Besides a few financial institutions stuck catering to customers who were alive when the stamp was invented, and a whack of frenzied Bridezillas who think paper is pretty enough to warrant the whole 18 seconds a wedding invitation isn’t in my garbage bin, who really still mails stuff?
Since 2006, the total mail volume handled by the United States Postal Service has decreased almost 28%. Even email usage has gone down; the number of emails sent per day across the globe has dropped a dramatic 30% since 2010. Largely to blame for the dips are monumental advances in instant messaging technology, consumer software architecture, and data security.
But one of the biggest unspoken issues has been the fact that nobody has ever really wanted to send “letters” and “packages” to people in the first place. Regardless of the occasion or the motivation, at the end of the day, all we ever really want to send someone is a fucking piñata. The problem has always been a total lack of specialized support in the nuanced logistics and fulfillment requirements of piñata parcels. Well that problem is a thing of the past.
Piñatagrams is a Texas-based company that was founded in February of this year by a young trailblazer named Nathan Butorac. As the diagram below illustrates, the concept and the process couldn’t be simpler:
You visit the website, enter two addresses, two names and a personal message (250 characters or less), pay $19.99, and then the next thing you know: an LGBT candy-puppet shows up at someone’s door, and that someone ends up loving you “forever” (or at least until they smash the thing’s guts out and get sick of Tootsie Rolls).
The company has decided not to offer an anatomically comprehensive piñata, so all Piñatagrams are shipped “naked” (i.e., without a box), with US deliveries generally arriving between 3 and 7 business days after purchase, and international deliveries taking upwards of 10 days, depending on the destination and whether or not the word, “Colombia” is written anywhere.

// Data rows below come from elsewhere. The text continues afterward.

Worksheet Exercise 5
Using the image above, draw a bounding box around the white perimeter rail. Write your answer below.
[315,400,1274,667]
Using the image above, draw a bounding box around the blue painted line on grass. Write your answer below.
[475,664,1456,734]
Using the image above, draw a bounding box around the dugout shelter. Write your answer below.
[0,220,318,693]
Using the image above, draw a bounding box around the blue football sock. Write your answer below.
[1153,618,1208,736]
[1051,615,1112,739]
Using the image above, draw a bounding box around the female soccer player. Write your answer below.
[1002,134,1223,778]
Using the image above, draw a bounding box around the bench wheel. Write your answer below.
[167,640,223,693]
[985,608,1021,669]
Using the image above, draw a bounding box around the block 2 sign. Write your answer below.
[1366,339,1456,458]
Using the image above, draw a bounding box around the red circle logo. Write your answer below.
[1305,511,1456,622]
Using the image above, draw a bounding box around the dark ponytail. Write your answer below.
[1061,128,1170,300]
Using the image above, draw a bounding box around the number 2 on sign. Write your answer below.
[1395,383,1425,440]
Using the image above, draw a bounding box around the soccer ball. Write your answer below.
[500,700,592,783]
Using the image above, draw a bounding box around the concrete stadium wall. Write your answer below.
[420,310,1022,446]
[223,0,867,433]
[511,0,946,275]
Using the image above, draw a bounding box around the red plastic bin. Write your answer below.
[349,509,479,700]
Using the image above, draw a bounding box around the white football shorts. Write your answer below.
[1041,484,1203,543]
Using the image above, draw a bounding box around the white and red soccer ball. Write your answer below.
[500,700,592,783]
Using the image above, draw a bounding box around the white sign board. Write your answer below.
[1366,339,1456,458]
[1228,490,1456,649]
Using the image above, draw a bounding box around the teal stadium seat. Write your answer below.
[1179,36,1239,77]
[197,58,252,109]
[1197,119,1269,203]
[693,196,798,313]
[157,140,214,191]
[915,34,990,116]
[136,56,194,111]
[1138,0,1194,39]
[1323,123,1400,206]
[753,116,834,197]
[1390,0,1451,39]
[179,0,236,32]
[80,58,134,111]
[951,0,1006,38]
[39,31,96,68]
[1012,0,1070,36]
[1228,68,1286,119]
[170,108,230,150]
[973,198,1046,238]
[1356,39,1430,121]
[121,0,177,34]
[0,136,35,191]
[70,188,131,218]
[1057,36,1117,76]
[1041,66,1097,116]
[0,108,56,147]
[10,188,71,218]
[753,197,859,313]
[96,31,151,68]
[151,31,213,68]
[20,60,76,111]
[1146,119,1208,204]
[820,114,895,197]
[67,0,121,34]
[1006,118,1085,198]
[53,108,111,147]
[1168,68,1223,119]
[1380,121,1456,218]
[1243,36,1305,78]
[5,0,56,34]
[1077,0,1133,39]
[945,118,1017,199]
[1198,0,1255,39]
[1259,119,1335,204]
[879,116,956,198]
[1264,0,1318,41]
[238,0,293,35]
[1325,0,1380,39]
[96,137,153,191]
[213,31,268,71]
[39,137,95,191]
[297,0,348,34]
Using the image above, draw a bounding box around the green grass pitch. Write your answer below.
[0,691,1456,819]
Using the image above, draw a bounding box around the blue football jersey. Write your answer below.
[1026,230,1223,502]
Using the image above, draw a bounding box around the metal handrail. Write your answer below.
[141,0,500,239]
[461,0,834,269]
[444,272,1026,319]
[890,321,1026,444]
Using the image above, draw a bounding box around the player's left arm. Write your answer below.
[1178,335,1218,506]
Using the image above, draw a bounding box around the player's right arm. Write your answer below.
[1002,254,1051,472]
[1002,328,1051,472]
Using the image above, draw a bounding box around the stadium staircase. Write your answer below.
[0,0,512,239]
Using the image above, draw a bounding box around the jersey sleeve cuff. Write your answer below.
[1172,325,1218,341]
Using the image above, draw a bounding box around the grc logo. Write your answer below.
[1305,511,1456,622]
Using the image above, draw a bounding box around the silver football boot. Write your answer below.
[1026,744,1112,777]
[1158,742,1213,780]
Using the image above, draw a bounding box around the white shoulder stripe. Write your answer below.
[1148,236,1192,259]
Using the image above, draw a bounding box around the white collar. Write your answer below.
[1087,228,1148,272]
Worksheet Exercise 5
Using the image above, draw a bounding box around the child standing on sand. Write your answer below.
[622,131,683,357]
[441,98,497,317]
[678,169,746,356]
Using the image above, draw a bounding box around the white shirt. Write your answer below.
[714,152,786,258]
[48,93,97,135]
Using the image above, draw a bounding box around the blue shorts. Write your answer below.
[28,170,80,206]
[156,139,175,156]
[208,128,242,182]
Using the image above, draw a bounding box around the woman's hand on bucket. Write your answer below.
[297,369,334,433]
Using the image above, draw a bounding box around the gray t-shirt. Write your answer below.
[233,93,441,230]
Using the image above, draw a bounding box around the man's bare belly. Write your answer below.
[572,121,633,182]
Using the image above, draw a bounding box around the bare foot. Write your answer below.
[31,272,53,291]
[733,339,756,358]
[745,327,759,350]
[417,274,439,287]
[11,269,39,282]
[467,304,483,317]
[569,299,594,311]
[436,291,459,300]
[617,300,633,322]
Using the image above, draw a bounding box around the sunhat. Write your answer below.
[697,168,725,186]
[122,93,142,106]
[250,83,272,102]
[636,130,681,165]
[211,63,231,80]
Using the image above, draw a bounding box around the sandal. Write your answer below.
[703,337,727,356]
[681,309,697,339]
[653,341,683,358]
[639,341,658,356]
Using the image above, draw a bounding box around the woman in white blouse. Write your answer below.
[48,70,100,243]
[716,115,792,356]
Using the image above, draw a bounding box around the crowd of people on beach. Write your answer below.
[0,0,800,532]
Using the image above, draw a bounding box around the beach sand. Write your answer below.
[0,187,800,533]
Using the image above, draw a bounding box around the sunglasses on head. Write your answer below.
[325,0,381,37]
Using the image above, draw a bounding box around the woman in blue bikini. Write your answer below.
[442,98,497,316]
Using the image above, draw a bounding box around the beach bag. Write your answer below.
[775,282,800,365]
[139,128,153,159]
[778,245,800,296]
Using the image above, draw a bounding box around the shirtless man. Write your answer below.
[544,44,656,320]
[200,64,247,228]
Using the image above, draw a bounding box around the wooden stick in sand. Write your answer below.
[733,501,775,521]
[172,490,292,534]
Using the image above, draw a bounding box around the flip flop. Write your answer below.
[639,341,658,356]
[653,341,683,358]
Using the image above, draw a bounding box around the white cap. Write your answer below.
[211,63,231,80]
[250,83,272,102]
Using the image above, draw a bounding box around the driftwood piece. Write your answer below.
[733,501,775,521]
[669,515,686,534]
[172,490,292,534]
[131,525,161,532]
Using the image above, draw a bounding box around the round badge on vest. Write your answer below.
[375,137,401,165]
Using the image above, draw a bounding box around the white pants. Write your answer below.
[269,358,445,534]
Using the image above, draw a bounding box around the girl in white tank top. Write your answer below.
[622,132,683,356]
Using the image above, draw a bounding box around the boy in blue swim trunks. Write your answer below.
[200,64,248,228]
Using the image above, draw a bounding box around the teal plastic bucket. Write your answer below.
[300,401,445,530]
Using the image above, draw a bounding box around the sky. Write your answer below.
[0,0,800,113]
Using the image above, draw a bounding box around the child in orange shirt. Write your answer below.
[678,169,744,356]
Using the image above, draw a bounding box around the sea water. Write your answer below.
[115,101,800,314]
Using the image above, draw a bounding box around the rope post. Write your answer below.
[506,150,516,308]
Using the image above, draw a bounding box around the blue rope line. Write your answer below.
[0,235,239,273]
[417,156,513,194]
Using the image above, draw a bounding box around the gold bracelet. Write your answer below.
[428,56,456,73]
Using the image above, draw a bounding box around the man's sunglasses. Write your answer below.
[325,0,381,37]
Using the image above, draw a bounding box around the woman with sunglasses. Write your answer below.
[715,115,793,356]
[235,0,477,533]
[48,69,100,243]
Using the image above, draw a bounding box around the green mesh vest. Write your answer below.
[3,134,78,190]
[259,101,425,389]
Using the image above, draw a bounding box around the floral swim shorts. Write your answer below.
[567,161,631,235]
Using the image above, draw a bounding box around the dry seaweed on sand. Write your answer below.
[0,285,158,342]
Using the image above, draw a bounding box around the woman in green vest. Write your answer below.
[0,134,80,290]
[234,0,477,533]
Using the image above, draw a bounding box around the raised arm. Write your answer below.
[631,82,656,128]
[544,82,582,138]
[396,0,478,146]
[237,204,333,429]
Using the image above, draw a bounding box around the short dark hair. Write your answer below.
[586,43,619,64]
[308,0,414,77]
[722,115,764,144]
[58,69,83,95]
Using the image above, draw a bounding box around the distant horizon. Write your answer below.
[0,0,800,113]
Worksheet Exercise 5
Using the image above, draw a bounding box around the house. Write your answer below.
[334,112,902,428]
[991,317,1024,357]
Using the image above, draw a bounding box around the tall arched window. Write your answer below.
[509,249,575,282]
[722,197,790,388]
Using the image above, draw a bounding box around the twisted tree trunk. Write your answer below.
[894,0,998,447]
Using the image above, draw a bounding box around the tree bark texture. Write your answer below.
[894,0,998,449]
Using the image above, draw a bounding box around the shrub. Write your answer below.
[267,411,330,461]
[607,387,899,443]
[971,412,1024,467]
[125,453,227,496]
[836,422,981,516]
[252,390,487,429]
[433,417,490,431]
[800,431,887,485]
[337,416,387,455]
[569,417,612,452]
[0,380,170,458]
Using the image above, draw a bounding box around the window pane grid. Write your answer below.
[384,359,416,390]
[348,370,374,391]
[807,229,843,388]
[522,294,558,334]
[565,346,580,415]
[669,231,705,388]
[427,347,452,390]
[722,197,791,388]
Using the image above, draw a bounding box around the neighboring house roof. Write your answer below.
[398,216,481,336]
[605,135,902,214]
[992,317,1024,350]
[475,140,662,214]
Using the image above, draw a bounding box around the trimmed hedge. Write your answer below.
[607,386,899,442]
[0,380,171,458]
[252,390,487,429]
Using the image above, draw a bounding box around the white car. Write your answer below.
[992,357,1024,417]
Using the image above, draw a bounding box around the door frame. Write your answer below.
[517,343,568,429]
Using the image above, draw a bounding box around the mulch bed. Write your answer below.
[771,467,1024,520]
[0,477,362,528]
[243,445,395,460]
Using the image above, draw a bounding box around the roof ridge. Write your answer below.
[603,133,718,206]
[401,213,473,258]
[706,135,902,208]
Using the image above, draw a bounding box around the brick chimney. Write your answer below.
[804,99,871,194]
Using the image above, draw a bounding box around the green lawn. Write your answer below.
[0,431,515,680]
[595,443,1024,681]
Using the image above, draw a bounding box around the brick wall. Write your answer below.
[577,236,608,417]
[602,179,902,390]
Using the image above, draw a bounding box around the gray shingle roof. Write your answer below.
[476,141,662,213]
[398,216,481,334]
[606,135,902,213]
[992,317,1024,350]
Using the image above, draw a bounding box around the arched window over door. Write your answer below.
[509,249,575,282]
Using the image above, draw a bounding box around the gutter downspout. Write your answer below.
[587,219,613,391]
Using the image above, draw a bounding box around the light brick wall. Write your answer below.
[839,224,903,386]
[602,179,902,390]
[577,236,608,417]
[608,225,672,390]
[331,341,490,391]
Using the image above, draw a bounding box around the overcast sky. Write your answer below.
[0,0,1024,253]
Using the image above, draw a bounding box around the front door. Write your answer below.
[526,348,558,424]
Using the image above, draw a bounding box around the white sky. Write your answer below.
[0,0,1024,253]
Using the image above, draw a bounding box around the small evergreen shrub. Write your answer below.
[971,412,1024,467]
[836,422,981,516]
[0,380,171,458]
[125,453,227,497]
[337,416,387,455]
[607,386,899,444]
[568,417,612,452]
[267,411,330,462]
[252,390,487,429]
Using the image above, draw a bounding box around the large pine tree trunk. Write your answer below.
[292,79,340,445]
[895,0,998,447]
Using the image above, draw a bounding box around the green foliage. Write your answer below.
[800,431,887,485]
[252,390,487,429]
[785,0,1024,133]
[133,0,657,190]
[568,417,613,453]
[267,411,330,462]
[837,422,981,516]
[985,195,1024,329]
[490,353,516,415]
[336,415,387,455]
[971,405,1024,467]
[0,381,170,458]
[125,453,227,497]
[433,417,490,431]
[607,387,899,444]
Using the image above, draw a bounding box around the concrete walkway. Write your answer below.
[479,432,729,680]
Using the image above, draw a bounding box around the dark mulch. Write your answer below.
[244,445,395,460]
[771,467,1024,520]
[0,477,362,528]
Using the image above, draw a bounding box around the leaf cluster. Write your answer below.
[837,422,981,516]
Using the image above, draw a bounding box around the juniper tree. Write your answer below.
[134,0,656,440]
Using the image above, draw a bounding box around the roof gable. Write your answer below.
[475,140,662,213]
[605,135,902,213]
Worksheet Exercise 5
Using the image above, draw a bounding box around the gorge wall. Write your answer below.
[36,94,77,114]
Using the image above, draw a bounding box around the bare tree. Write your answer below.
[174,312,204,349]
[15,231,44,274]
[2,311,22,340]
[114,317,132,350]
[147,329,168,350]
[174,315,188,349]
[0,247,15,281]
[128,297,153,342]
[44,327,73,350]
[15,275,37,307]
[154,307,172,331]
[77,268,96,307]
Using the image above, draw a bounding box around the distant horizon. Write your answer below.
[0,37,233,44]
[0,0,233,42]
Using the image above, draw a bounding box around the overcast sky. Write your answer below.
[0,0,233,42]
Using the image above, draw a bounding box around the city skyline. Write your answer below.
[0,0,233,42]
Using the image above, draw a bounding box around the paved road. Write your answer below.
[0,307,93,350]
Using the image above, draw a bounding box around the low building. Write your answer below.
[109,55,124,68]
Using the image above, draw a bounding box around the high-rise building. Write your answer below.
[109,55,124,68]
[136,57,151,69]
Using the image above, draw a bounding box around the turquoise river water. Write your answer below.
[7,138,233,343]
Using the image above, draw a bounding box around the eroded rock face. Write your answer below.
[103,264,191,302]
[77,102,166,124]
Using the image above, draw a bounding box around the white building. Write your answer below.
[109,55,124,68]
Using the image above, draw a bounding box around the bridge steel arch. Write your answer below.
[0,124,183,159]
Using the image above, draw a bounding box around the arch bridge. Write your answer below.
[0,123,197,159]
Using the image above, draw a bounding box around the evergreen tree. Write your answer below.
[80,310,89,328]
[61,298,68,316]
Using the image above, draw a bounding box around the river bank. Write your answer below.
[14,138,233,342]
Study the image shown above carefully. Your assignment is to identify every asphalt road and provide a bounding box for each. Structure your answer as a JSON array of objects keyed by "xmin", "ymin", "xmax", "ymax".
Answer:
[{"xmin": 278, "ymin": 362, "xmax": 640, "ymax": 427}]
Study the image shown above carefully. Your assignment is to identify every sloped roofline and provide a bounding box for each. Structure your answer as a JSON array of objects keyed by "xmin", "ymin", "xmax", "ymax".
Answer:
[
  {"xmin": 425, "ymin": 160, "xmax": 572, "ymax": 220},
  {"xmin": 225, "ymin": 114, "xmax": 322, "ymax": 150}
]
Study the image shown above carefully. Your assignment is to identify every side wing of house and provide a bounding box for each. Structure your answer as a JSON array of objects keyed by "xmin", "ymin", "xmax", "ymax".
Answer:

At the moment, if you order a Piñatagram (AND WHY THE FUCK WOULDN’T YOU), you have no choice of character or content; the object is always a creepy llama fetus, and the “Candy Mix” lodged in its mâché intestines is limited to a chef’s selection of Starburst, Skittles, Laffy Taffys and “assorted hard candies.” As the company grows, we can assume that additional options will be introduced, like Presidential Candidates and figure skaters, as well as filling choices like M&Ms, gazpacho and tartare.
So the next time you consider sending someone a letter or a card, or you consider texting or emailing, or you even consider opening your mouth to say something to anyone, just don’t bother. Stop what you’re doing, shut up, and mail them a piñata instead. You finally have no excuse not to.